A series of novel 4-alkylphenyl beta-aldehyde ketones and their derivatives were designed and synthesized on the basis of the chemical structures of Houttuynin and beta-lactam antibiotics. Antibacterial activities of these compounds were investigated. The results demonstrated that most of the compounds tested had moderate antibacterial activities against gram-positive pathogen Staphylococcus aureus (ATTC-25923) than Houttuynin, and gram-positive bacteria were more susceptible to the compounds than gram-negative bacteria. Compound 23 was found to be the most potent compound with MIC of 1.0 microg/mL against S. aureus. Particularly, compounds 16, 22 and 23 showed more active antibacterial activities against the clinically important pathogenic bacteria, methicillin-resistant S. aureus (MRSA) than Houttuynin and levofloxacin. The preliminary structure-activity relationship (SAR) analysis suggested that (1) the introduction of appropriate alkyl substituents into position 4 of phenyl ring enhanced antibacterial activities of these compounds, and isopropyl substituent might be more favorable; (2) the presence of ketone carbonyl moiety might play a vital role in determining significant antibacterial activities of these compounds.

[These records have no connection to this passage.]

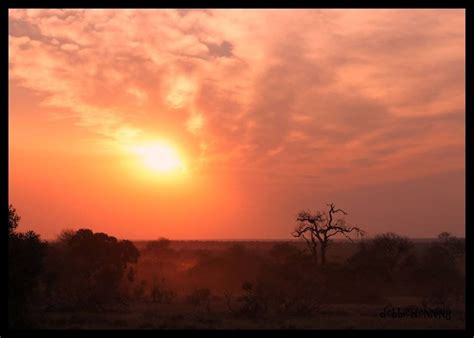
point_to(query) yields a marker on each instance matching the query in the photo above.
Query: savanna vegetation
(91, 280)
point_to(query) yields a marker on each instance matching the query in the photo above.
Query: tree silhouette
(87, 268)
(25, 259)
(321, 227)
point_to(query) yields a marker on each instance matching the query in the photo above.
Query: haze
(265, 112)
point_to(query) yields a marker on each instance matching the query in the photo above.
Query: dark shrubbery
(85, 269)
(25, 256)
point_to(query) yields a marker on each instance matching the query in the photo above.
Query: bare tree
(319, 227)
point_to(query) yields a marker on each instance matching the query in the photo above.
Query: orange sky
(270, 111)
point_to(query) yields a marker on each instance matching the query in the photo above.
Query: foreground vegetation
(92, 280)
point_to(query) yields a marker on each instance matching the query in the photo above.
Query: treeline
(87, 271)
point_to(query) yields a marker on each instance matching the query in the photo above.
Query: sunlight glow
(160, 157)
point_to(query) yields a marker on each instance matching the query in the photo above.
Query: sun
(160, 157)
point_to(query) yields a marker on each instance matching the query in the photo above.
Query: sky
(258, 114)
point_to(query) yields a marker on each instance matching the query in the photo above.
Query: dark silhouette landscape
(92, 280)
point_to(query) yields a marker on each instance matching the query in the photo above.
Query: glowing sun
(160, 157)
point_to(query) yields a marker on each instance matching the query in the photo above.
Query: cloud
(317, 91)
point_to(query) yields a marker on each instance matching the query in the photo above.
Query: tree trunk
(323, 253)
(315, 255)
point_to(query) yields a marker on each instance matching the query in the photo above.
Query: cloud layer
(326, 98)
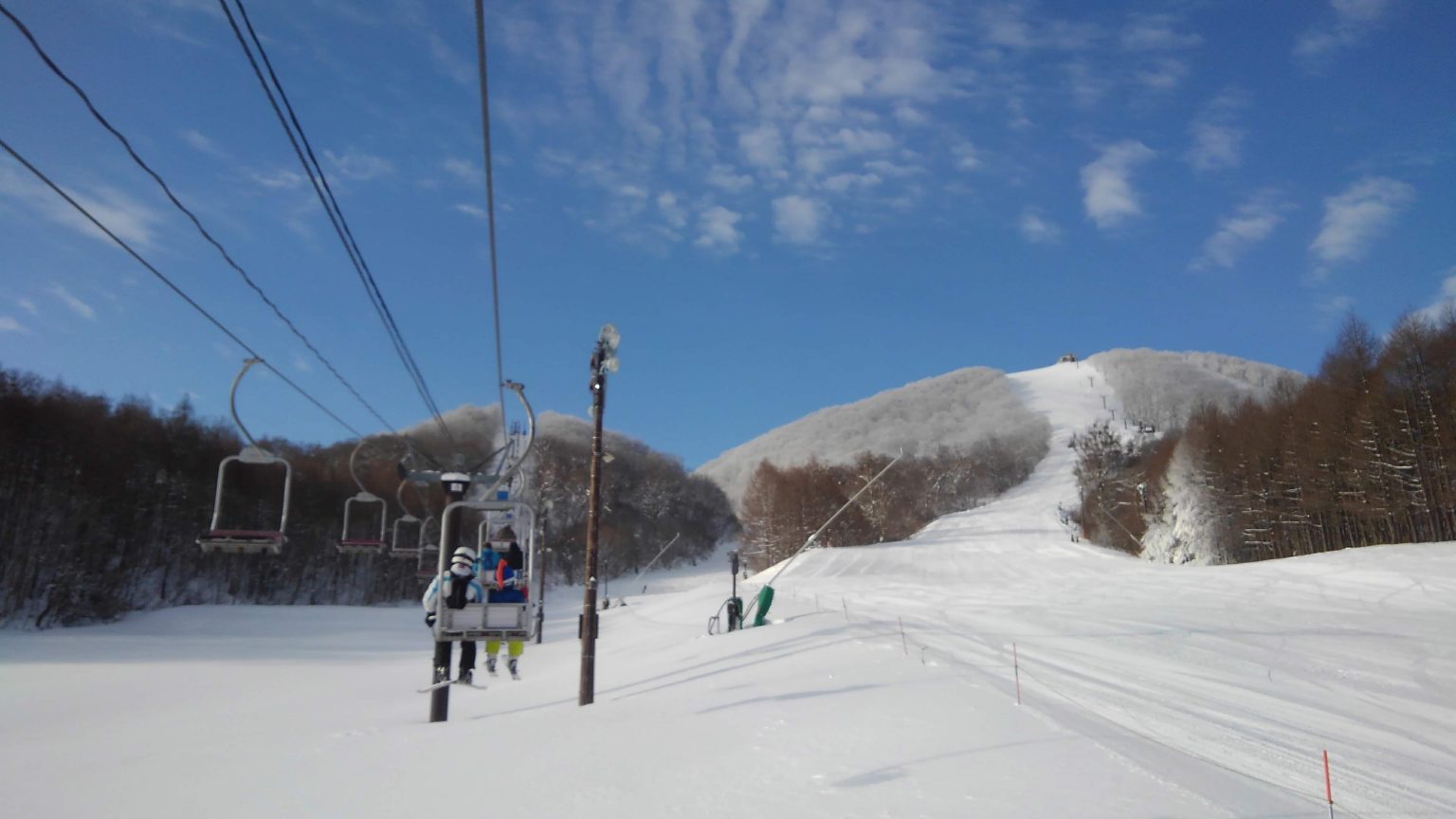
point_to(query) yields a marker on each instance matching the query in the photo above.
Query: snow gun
(765, 596)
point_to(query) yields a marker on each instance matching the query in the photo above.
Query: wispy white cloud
(717, 230)
(464, 171)
(1156, 32)
(671, 210)
(1162, 75)
(1334, 308)
(763, 146)
(1038, 229)
(1110, 198)
(798, 219)
(727, 178)
(357, 165)
(124, 216)
(1347, 25)
(198, 141)
(1255, 219)
(1445, 303)
(750, 100)
(76, 305)
(1217, 143)
(1088, 86)
(448, 63)
(1356, 217)
(845, 182)
(280, 178)
(1010, 25)
(966, 156)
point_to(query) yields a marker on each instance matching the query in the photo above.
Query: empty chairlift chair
(369, 541)
(408, 529)
(427, 569)
(235, 539)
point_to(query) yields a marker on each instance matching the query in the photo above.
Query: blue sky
(782, 206)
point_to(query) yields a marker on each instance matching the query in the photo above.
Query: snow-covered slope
(884, 688)
(1228, 680)
(953, 410)
(1164, 388)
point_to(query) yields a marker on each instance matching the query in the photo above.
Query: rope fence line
(896, 627)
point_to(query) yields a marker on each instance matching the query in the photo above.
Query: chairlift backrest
(246, 541)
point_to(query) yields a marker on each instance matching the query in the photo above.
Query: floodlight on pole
(603, 360)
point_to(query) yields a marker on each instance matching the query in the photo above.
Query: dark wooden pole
(589, 604)
(440, 697)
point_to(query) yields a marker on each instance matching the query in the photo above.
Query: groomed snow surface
(1148, 691)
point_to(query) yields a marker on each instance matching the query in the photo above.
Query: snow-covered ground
(884, 688)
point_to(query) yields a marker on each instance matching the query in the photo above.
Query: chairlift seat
(485, 621)
(361, 545)
(242, 541)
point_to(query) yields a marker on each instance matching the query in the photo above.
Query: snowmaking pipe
(663, 551)
(820, 531)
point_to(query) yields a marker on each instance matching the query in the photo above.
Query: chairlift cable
(320, 186)
(191, 216)
(171, 284)
(489, 200)
(331, 206)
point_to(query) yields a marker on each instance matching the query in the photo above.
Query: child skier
(510, 588)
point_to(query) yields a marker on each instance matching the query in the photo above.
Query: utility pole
(455, 487)
(540, 582)
(603, 358)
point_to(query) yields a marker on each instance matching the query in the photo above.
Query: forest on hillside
(100, 503)
(784, 506)
(1361, 453)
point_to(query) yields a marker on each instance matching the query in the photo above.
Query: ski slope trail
(883, 688)
(1229, 681)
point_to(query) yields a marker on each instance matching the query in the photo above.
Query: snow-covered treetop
(954, 410)
(1165, 388)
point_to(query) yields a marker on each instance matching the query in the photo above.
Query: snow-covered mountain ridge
(884, 686)
(967, 406)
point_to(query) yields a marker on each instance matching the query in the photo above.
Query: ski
(445, 682)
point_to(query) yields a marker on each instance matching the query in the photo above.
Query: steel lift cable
(317, 176)
(331, 206)
(191, 216)
(489, 201)
(173, 286)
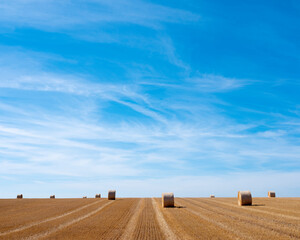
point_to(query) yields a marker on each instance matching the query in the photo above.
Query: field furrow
(247, 224)
(187, 225)
(46, 226)
(145, 218)
(147, 226)
(23, 213)
(110, 223)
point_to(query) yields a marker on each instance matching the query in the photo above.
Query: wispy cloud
(69, 14)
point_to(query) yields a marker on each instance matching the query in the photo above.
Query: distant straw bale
(271, 194)
(168, 199)
(112, 195)
(244, 198)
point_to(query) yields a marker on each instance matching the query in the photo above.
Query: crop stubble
(191, 218)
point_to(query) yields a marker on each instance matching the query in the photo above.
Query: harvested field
(145, 218)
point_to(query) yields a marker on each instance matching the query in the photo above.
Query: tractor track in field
(132, 222)
(239, 234)
(248, 221)
(66, 224)
(167, 231)
(46, 220)
(147, 227)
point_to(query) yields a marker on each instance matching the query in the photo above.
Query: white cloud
(65, 15)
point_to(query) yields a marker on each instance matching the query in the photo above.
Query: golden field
(144, 218)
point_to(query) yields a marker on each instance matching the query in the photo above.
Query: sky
(195, 97)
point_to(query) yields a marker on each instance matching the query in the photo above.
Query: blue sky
(195, 97)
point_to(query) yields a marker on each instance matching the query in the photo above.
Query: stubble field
(144, 218)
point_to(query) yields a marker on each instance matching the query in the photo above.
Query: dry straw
(168, 199)
(244, 198)
(271, 194)
(111, 194)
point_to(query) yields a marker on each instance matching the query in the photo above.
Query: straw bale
(271, 194)
(168, 199)
(112, 195)
(244, 198)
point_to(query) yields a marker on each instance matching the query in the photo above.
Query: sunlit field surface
(144, 218)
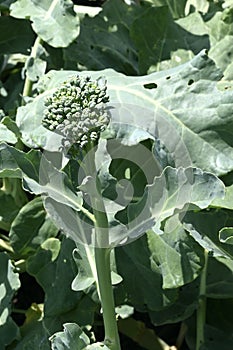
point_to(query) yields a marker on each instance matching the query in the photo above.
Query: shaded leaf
(142, 278)
(142, 335)
(49, 18)
(227, 201)
(31, 228)
(182, 308)
(151, 47)
(104, 41)
(71, 338)
(219, 284)
(226, 235)
(6, 135)
(180, 258)
(171, 106)
(17, 40)
(51, 273)
(204, 228)
(8, 210)
(9, 284)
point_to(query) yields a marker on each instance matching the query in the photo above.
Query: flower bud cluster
(77, 110)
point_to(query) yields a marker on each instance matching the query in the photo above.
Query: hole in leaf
(150, 86)
(190, 82)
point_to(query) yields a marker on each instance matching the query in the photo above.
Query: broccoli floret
(77, 110)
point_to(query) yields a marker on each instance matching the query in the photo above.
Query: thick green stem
(102, 257)
(201, 311)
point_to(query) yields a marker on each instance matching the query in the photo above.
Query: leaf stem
(201, 311)
(102, 259)
(27, 89)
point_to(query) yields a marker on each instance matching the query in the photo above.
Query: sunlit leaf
(57, 14)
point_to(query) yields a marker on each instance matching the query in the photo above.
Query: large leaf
(219, 283)
(6, 135)
(104, 40)
(204, 228)
(9, 284)
(40, 176)
(227, 201)
(142, 278)
(182, 308)
(31, 228)
(53, 268)
(170, 105)
(185, 255)
(151, 47)
(49, 18)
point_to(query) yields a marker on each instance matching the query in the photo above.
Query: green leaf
(186, 257)
(72, 338)
(181, 309)
(219, 284)
(53, 267)
(151, 47)
(35, 67)
(97, 346)
(226, 235)
(87, 273)
(49, 18)
(227, 201)
(11, 125)
(6, 135)
(142, 277)
(175, 101)
(8, 210)
(33, 331)
(104, 41)
(31, 228)
(17, 40)
(40, 176)
(9, 284)
(176, 8)
(124, 311)
(170, 193)
(204, 227)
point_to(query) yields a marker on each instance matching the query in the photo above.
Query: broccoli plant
(115, 157)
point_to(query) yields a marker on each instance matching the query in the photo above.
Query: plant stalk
(201, 311)
(102, 259)
(27, 89)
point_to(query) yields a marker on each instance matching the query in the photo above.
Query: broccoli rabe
(77, 110)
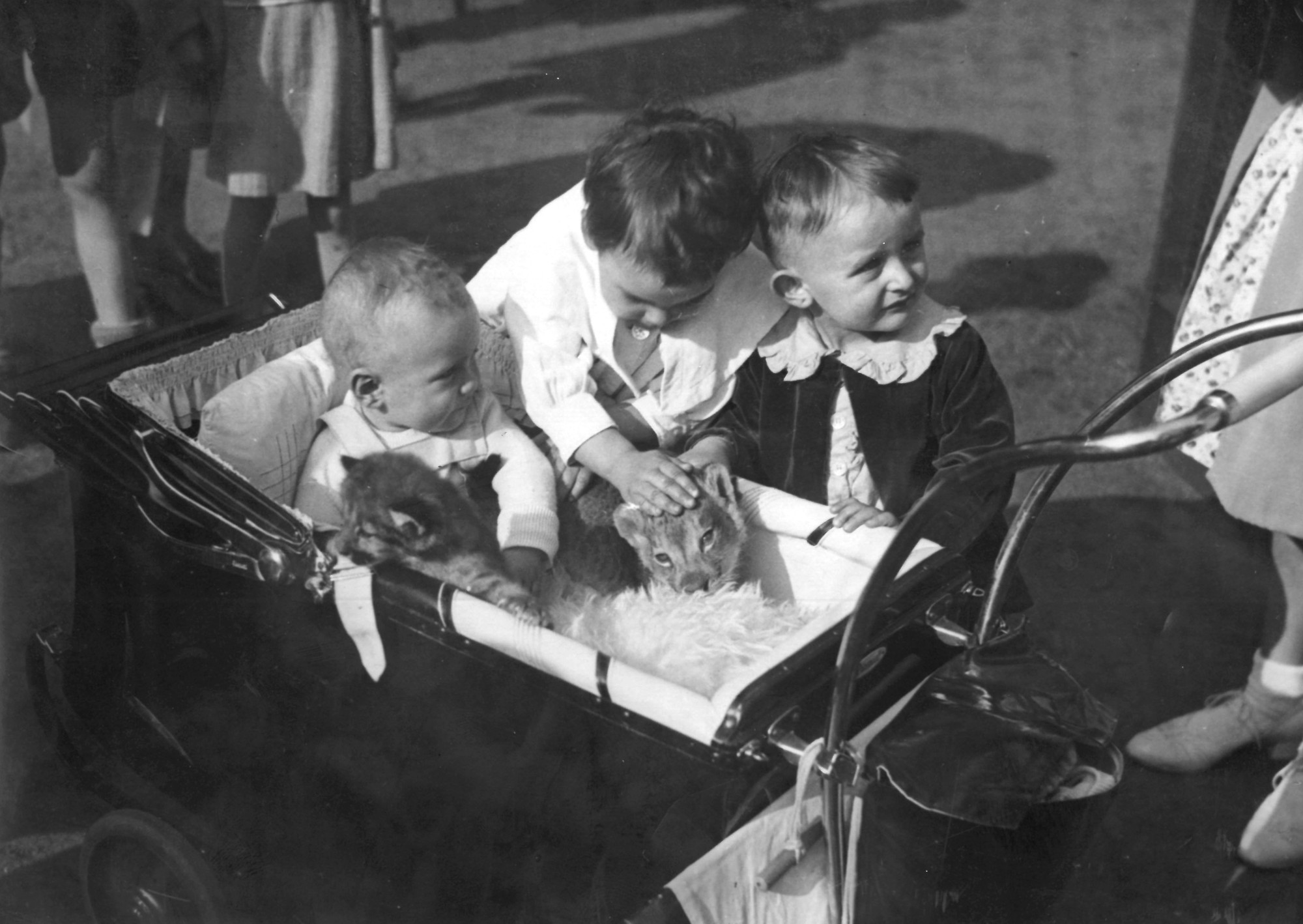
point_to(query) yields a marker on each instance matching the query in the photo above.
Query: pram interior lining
(789, 569)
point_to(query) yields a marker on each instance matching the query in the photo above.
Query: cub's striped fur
(397, 509)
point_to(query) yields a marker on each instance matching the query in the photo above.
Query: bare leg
(332, 220)
(1289, 566)
(248, 220)
(84, 158)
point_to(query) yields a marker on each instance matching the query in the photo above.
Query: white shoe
(1274, 839)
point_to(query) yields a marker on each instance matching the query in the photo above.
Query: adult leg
(174, 248)
(332, 220)
(80, 140)
(1258, 714)
(248, 220)
(1275, 835)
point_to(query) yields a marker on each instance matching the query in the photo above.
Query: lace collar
(797, 346)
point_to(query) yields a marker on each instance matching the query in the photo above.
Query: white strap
(354, 432)
(803, 772)
(850, 875)
(358, 612)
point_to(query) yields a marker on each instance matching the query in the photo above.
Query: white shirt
(561, 325)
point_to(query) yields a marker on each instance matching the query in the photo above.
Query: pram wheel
(136, 869)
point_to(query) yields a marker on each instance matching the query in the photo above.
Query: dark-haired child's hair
(676, 191)
(372, 280)
(819, 174)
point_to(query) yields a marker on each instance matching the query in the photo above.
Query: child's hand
(656, 483)
(850, 515)
(526, 565)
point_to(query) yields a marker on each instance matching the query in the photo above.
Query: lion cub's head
(698, 551)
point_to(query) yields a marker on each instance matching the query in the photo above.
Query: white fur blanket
(696, 641)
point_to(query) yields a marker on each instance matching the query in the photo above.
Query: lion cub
(698, 551)
(397, 509)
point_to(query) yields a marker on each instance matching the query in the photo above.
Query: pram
(205, 690)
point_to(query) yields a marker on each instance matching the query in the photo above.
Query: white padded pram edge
(780, 521)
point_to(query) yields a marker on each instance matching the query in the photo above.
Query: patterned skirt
(1229, 280)
(296, 108)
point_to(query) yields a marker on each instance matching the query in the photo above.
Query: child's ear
(792, 289)
(365, 388)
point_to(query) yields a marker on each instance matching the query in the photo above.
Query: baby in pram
(402, 332)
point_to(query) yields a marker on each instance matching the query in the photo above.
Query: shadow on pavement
(1154, 607)
(1050, 282)
(468, 217)
(752, 48)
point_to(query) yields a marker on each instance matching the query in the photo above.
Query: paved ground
(1044, 130)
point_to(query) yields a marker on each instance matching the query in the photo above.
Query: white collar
(797, 346)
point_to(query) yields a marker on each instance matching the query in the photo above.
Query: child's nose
(901, 274)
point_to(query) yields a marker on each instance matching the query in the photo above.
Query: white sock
(1283, 680)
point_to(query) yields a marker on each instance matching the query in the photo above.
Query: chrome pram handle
(1246, 394)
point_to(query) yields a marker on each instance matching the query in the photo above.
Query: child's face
(427, 379)
(639, 296)
(865, 270)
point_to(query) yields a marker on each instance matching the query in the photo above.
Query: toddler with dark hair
(634, 299)
(867, 389)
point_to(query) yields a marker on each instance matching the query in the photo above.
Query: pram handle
(1123, 403)
(1249, 393)
(1266, 383)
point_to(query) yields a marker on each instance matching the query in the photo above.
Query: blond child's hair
(376, 277)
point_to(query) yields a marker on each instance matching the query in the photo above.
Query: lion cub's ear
(631, 525)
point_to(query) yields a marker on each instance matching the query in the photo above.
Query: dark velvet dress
(909, 433)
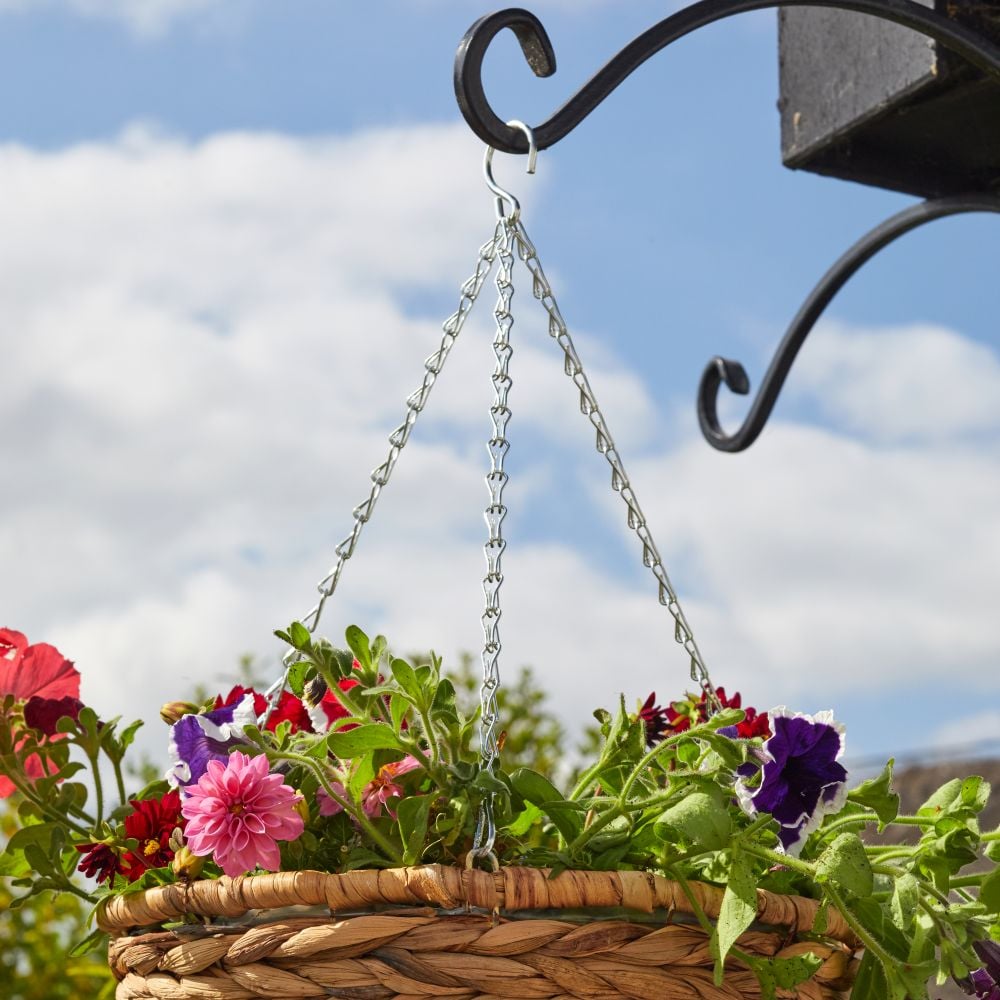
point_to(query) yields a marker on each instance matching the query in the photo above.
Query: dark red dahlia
(151, 823)
(99, 861)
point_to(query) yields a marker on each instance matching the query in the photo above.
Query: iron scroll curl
(540, 55)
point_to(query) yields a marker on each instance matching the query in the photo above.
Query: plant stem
(431, 735)
(351, 808)
(586, 779)
(776, 858)
(847, 821)
(859, 931)
(120, 782)
(660, 747)
(28, 792)
(95, 766)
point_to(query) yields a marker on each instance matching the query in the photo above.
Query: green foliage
(35, 936)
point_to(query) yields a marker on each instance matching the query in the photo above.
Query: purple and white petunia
(802, 779)
(984, 983)
(197, 739)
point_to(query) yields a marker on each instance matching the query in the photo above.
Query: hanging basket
(438, 931)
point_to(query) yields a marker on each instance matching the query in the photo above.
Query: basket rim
(510, 889)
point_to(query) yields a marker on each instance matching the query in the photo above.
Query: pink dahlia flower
(238, 811)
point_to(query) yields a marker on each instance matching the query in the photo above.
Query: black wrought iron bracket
(538, 52)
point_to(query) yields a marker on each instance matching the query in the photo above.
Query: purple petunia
(802, 779)
(197, 739)
(984, 984)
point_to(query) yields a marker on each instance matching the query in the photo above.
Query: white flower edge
(813, 822)
(179, 774)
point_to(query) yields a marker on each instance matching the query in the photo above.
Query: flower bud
(186, 864)
(173, 711)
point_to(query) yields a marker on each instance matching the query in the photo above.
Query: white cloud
(913, 384)
(206, 346)
(978, 728)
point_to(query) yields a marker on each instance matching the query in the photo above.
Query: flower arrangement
(364, 760)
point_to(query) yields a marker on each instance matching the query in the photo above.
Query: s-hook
(540, 56)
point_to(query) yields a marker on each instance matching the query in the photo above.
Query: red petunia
(151, 822)
(27, 671)
(289, 708)
(44, 713)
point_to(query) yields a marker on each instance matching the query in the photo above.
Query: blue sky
(231, 232)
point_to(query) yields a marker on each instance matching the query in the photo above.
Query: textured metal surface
(724, 370)
(969, 33)
(869, 101)
(966, 42)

基于鱼腥草素和β-内酰胺类抗生素的化学结构,设计并合成了一系列新型的4-烷基苯基β-醛酮及其衍生物。对这些化合物的抗菌活性进行了研究。结果表明,大多数测试化合物对革兰氏阳性病原菌金黄色葡萄球菌(ATTC-25923)的抗菌活性比鱼腥草素适中,且革兰氏阳性菌比革兰氏阴性菌对这些化合物更敏感。发现化合物23是最有效的化合物,对金黄色葡萄球菌的最低抑菌浓度为1.0μg/mL。特别地,化合物16、22和23对临床上重要的病原菌耐甲氧西林金黄色葡萄球菌(MRSA)的抗菌活性比鱼腥草素和左氧氟沙星更强。初步的构效关系(SAR)分析表明:(1)在苯环的4位引入合适的烷基取代基可增强这些化合物的抗菌活性,异丙基取代基可能更有利;(2)酮羰基部分的存在可能在决定这些化合物的显著抗菌活性中起关键作用。